At the same time, the lack of forward momentum caused the energy
of the organization to be dissipated on petty internal concerns. Without
direction and a forward-focused vision, the organization languished and the
people in it were constantly squabbling, getting into mischief, and spawning
emergencies. Dealing with these issues took even more of his time and made it
even less likely that he would ever establish a clear vision of where they were
going.
I have observed that heads of organizations who lack "that
vision thing," as George H. W. Bush described it, have a difficult time
rallying their troops or keeping them out of trouble. King Solomon wrote that
"where there is no vision, the people perish." Proverbs 29: 18.

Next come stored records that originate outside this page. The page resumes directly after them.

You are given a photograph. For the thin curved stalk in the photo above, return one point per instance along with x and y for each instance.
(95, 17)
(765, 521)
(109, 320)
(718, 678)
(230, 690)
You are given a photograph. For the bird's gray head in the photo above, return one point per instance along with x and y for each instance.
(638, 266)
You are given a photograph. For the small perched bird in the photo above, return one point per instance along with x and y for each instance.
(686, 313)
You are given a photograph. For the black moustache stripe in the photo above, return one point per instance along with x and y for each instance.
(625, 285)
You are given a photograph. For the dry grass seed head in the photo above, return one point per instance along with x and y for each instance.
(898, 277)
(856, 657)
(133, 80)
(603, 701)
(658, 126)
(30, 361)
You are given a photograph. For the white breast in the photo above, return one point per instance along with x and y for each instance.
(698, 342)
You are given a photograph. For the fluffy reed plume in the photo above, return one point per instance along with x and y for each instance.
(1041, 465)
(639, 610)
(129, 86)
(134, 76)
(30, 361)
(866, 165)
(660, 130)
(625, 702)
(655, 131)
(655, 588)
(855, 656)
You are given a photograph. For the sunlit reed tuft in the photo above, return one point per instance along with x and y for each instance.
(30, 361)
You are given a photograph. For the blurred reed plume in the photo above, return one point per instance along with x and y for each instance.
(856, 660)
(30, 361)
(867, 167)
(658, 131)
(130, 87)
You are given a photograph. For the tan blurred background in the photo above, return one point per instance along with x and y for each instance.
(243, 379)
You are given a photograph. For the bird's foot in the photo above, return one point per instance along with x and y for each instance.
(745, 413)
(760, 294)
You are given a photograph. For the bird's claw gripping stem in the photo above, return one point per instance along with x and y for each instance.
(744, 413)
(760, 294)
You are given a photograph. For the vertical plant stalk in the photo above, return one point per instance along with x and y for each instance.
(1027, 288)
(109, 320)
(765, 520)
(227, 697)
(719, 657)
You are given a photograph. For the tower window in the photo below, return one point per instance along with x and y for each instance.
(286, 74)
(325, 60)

Usually they die from marching in endless circles, from starvation, or from constant
infighting.
Such officers may be in charge of organizations, but they are not
leaders. Being a leader requires purpose, vision, direction, and forward
movement.
The concept that it is impossible to keep a non-moving bicycle
upright is not very complicated. As a former student once derisively described
it, this principle is "stupidly simple and 'duh' obvious."
"Everybody knows that!"
he said.
I fully agree.
And yet, knowing that, how often do we find ourselves in a swirl
of crises because we don't have a clear vision and purpose?
How often do we get bogged down in a swamp of minutiae and trouble
because we forget to focus on our primary objective?
How often do we allow interruptions and distractions to divert our
attention and throw us off balance, draining precious energy and resources away
from our main mission?
Sometimes, even if we don't yet know all the answers to how we're
going to get to where we want to go, we simply must put one foot in front of
the other and start moving.
Often the answer is to just "head 'em up and move 'em
out."
When we do, we often find that forward momentum itself resolves or
makes irrelevant the nagging issues that previously kept us paralyzed.
Forward momentum itself gives us the energy to break through
barriers that once seemed insurmountable.
Forward momentum itself takes us to a place where we can see
clearly how to reach our ultimate objective.
Sometimes the solution to our quandaries is to get on our horses
and start riding toward our destination.
Or as Lane would say: "Mount up and let's get moving!"